Taken is back tonight on NBC with an exciting second season and a couple of new faces joining the cast. In the fall, I visited the set of Taken and chatted with stars Jennifer Beals and Clive Standen along with new additions Jessica Camacho and Adam Goldberg. Here is what they shared about Season 2.
Now that we got to know Bryan Mills in Season 1, the new season can focus on him doing what he does best.
“Season 1 had to be the reboot of the character,” said Standen. “When we watch [the Taken films], we don’t necessarily think about Bryan Mills so much. That’s one of his strengths and one of his weaknesses. [We had] to actually see what made him tick. Season 1 was about having him rough around the edges and not really understanding the rules. Being a Green Beret is very different from being a CIA agent, plus there’s the emotional turmoil [from the loss of] his sister.
Standen continued, “In Season 2, he knows the rules and can break them, and Christina trusts him. The most important thing for me, and I think the reason why people are saying Season 2 is like a reboot, is that it’s time to refocus it back on what the film is about — a lone wolf who will kick down doors or smash down whatever is in his way to get something. Whether it be a person or a thing that’s taken, you cannot stop this man unless you put a bullet in his head.”
There’s a new team with Christina at the helm, and she has faith in the people she’s chosen to be a part of it.
“She’s a transformative leader, and not about tyranny at all,” explained Beals. “The responsibility ends with her, but she’s assembled a team that she thoroughly believes in. She’s not interested in telling all of them how it’s going to go down. It’s really important for her to elicit the best from those around her and, and for the team to have all the information before making a decision. Why would you assemble the best and brightest if you’re just going to dictate? Now that she’s fully responsible for the company and not just working under the bureaucratic umbrella, she sees the value even more of everybody trying to work together.” Added Goldberg, “We’re not working directly for the government. It’s a little more subterranean.”
The series has become more episodic, but there will be a few things carried throughout Season 2.
“Each episode, for the most part, serves as a standalone story line,” Camacho shared. “The connecting part is the formation of the team. As they learn more about one another, [we see] how it changes the team dynamic and how we see their relationships start to expand. The connecting part, if I had to say there was one, is the team as a whole.” Goldberg added, “There’s a couple of seeds that are planted in the first episode of the season that crop up here and there. Essentially, [each episode is] self-contained.”
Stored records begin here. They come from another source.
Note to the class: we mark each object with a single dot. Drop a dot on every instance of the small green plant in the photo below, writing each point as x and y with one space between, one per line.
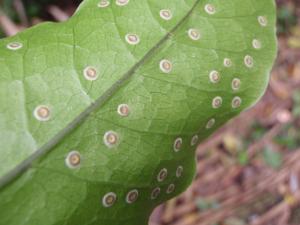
100 115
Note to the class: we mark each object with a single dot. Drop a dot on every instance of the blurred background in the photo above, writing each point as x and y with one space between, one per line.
249 171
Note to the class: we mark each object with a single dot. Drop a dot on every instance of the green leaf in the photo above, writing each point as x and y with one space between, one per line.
107 108
272 158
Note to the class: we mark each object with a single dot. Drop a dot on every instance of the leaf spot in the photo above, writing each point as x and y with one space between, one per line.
170 188
194 34
210 9
155 193
90 73
132 39
177 144
42 113
111 139
132 196
109 199
162 175
73 160
227 62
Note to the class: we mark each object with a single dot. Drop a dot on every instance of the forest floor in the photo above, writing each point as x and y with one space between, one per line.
249 171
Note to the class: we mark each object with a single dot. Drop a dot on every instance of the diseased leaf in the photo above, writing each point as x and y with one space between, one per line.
100 115
272 158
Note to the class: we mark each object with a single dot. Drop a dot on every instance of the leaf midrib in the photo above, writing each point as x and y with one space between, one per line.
46 148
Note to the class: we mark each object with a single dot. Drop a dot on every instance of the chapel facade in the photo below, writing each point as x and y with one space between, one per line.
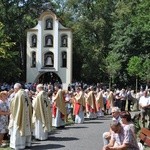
49 51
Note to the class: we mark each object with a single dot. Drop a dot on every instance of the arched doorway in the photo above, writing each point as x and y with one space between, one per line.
49 77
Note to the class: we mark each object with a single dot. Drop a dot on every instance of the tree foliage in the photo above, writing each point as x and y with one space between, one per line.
108 36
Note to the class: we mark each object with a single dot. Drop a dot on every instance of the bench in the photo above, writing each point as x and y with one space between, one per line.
145 136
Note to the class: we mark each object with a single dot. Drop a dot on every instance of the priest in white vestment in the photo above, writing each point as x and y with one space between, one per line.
59 110
79 105
91 104
20 119
100 104
42 118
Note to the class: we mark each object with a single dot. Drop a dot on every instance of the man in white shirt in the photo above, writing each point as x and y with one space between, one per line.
144 104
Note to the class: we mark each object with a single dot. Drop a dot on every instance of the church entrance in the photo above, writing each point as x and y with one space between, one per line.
49 77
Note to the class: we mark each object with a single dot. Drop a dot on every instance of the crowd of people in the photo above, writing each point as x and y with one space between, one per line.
31 110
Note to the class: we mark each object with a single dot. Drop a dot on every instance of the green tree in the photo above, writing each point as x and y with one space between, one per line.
8 66
18 16
135 68
146 70
113 66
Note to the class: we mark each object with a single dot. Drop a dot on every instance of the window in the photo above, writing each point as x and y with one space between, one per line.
34 41
64 41
49 59
49 24
64 59
33 62
49 41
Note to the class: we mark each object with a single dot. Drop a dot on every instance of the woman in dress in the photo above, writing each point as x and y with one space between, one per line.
4 112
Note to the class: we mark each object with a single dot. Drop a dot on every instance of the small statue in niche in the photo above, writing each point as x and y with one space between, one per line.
64 41
49 24
49 41
34 41
48 61
33 59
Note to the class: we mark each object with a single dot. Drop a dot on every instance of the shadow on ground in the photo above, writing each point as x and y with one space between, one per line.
46 147
53 138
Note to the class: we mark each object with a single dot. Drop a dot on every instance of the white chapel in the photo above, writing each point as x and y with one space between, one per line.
49 51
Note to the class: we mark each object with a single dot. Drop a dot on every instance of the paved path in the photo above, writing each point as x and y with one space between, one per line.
87 136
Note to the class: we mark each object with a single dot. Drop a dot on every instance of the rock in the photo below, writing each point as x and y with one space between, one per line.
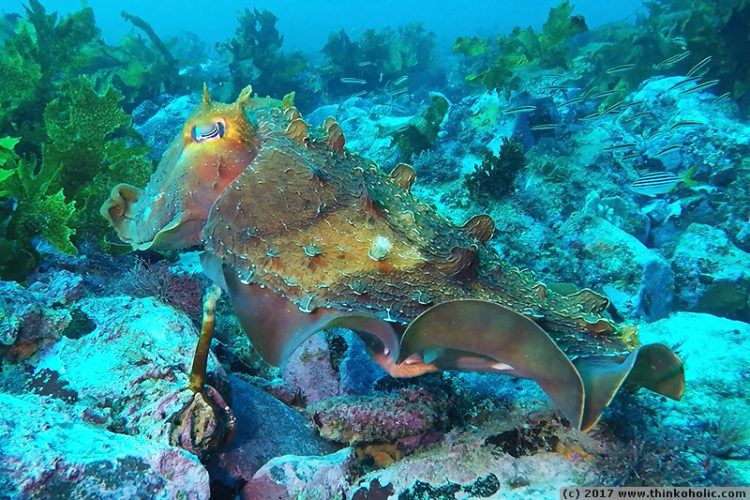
358 372
27 320
711 274
131 372
715 351
160 126
266 428
361 419
309 371
47 453
636 279
470 470
58 287
715 407
291 476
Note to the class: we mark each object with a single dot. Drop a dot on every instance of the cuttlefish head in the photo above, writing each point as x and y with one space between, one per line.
215 145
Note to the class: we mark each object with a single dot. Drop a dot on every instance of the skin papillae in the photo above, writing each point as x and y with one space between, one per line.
305 235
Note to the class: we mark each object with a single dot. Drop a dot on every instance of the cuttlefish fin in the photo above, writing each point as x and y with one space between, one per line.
276 326
478 335
653 366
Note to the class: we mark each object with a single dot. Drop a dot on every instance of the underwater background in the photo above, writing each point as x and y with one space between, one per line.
609 144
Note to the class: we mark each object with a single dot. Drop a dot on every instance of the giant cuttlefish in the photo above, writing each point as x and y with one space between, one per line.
305 235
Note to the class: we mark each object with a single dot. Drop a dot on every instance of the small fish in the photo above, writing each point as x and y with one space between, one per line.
680 41
633 103
518 109
655 183
619 146
699 66
570 101
544 126
722 97
612 108
590 117
668 149
631 156
683 82
621 68
635 116
357 81
685 123
400 80
674 59
700 86
603 94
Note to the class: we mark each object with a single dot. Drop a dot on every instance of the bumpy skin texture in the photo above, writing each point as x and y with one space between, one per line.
306 235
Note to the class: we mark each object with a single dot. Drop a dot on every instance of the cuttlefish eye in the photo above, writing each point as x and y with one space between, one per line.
208 132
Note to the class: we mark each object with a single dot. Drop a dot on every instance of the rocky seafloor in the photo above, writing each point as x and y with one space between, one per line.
96 351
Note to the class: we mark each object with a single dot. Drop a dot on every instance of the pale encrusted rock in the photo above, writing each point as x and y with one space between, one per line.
49 453
711 274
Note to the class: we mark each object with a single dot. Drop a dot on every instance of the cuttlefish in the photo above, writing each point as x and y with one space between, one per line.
305 235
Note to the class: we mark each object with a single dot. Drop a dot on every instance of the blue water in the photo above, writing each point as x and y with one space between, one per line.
591 182
306 25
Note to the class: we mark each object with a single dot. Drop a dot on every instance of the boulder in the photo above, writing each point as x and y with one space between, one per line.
711 274
48 453
636 279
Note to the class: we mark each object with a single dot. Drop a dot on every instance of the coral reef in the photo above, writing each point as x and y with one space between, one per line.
550 132
496 176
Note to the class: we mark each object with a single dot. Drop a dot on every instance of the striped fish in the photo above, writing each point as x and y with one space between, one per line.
655 183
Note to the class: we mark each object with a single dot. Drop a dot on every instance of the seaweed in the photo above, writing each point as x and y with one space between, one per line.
378 59
498 65
88 144
255 57
420 131
495 177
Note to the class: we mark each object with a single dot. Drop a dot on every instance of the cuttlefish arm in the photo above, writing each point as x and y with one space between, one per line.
216 144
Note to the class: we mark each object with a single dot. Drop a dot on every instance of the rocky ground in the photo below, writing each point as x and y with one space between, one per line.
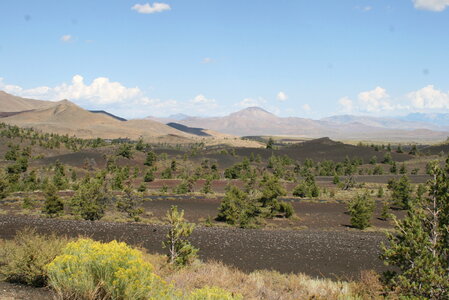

Bryan is going to be forced to interact with this new team, which will add a fun layer to Taken.
“You could describe the team as a dysfunctional family,” Standen stated. “It’s like Bryan has a foster mother, a sister who annoys him, and an older brother who lives up in the attic on his computer all the time.” About his relationship with Kilroy, Standen added, “Bryan is Mr. Serious and kind of cantankerous, and Kilroy brings this great lightness. He lives in a different world from Bryan Mills. He often ends up picking on Bryan, and Bryan doesn’t have a comeback. They can both learn a lot from each other, and as the season goes on, we have a lot more in common than we thought. There’s a reckless side to Kilroy as well.”
Much like the James Bond films, the world of Taken now has its Q in Jessica Camacho’s character, Santana.
“My character does have a lot of toys,” explained Camacho, and also said that the lingo is foreign to her. “I have to rely on my weapons guys who know about these weapons, what they do and what they’re called. These experts have used these weapons before, and make sure that I’m holding them right and shooting them right.”
Goldberg is playing a more mature, seasoned hacker, which is something we don’t often see on TV.
“I don’t know if he’s some kind of Snowden, but that’s a frame of reference I’ve been using,” Goldberg said. “[Kilroy] has a somewhat ideological or political bent. They start describing him as being a bit of an anarchist. I think it’s less that and more a guy who is just anti-establishment.”
Christina may appear to have it all together, but she still doubts herself at times.
“She’s the kind of person that walks in the room and assumes she’s one of the smartest people,” Beals conveyed. “That makes her such a pleasure to play. It becomes more compelling when starts to question herself, or when she is out of control. What happens when that person starts to question their judgment, or is concerned about the call they made. That’s when it gets interesting.”